Josh Goodman is a former staff writer for GOVERNING..E-mail: email@example.com
Who can Hillary Clinton blame for her defeat? Michael McDonald of the Brookings Institution says that it's those pesky state legislators and state party officials who came up with the primary schedule:
If states had not moved up or "frontloaded" the date of their primaries and caucuses, under the misimpression that doing so would give them a greater voice in the 2008 nomination, Clinton might be the Democratic nominee.
She would have received more delegates from Florida and Michigan, two states that she would have likely won if all Democratic candidates had vigorously campaigned, but was denied a full slate because these states violated party rules by holding their elections too early. Counting these contests was important for her delegate count and to her argument that she had won more popular votes than Obama.

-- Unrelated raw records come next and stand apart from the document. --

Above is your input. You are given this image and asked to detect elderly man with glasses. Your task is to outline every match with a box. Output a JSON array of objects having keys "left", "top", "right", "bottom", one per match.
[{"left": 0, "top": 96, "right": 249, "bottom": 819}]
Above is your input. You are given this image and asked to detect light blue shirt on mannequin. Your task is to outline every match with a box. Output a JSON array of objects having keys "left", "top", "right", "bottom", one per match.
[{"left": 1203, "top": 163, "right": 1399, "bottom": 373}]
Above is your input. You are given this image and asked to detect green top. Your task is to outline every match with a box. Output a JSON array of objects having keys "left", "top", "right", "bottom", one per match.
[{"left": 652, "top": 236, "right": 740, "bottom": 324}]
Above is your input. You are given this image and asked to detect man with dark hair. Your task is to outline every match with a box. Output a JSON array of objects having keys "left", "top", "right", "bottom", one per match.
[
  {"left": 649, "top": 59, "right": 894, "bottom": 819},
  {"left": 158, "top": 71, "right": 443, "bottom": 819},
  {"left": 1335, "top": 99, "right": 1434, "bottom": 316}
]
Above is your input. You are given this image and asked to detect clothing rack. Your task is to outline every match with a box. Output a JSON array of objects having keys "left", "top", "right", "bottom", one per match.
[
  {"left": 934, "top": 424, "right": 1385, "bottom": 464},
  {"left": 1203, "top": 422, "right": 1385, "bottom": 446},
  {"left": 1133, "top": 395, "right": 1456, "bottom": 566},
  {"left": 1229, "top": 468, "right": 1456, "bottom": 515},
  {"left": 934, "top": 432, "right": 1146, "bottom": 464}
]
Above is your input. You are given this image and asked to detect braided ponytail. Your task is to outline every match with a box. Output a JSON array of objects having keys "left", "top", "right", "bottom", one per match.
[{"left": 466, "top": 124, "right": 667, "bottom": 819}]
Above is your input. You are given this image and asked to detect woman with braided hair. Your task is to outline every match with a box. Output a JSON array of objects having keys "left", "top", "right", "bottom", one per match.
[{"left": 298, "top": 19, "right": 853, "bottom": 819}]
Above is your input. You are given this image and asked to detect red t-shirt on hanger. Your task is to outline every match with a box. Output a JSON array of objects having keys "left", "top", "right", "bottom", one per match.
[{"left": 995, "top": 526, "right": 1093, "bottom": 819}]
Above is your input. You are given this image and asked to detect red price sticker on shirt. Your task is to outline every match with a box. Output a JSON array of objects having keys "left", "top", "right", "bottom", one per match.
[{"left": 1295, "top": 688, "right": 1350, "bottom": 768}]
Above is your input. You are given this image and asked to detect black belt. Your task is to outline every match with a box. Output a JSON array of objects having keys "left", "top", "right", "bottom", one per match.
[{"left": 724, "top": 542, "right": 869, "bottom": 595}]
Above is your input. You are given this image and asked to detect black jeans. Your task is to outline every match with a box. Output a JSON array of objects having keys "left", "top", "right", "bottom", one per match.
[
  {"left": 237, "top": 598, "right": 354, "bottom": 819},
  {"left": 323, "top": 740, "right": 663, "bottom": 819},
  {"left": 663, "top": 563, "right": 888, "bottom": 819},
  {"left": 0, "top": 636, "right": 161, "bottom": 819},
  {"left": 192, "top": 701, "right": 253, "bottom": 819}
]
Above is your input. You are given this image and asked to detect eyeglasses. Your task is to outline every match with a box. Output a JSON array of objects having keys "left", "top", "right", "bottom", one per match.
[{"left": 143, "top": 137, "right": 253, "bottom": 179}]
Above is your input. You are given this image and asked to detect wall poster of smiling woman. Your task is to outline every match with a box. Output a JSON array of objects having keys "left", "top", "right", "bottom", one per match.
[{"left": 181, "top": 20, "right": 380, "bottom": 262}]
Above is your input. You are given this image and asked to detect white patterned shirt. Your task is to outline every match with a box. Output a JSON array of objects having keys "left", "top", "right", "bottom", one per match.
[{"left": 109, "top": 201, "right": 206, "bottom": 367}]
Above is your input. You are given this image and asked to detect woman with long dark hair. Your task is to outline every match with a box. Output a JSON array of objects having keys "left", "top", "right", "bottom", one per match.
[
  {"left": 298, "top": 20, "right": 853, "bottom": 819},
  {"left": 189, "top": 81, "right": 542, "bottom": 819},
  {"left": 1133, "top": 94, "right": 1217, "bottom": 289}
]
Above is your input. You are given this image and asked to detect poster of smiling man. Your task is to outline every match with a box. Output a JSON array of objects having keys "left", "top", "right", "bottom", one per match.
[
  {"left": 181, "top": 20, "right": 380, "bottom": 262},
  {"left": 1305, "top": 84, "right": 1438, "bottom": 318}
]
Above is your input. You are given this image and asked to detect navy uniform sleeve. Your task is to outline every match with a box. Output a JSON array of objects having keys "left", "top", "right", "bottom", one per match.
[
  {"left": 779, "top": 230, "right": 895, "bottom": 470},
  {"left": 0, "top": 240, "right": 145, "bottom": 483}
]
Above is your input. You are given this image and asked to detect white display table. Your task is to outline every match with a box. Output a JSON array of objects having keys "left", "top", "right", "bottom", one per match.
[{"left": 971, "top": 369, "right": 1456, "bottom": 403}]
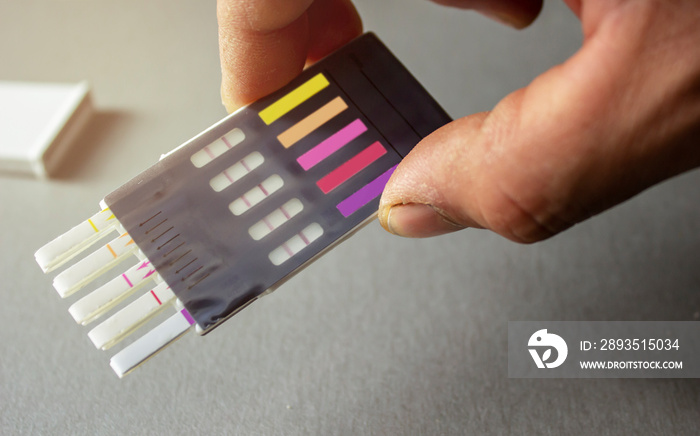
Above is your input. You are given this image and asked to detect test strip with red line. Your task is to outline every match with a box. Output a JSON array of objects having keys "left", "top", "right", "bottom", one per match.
[{"left": 36, "top": 34, "right": 450, "bottom": 377}]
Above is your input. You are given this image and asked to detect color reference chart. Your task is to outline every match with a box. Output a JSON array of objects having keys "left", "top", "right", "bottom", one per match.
[
  {"left": 36, "top": 34, "right": 449, "bottom": 377},
  {"left": 182, "top": 72, "right": 399, "bottom": 272},
  {"left": 260, "top": 73, "right": 395, "bottom": 218}
]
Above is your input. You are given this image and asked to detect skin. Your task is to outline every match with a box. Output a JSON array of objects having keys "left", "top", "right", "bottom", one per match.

If states had not frontloaded their primaries and caucuses, she would have recovered from her early stumbles before it was too late. She would have minimized damage from her disastrous February, when Obama racked up an impressive string of victories even in Virginia, where she might have done better given her later strength.
(Hat tip: Election Law Blog)
I don't completely buy this argument. Obama might have won Michigan if his name had appeared on the ballot and he'd been able to campaign. More broadly, the Democratic nomination campaign was, to a significant, impervious to momentum.
Still, the point that McDonald is making -- that the nominating schedule matters (and not just to whether the candidates talk about ethanol or Yucca Mountain) -- is a good one. Would John McCain be where is today if South Carolina and New Hampshire had switched places in the calendar?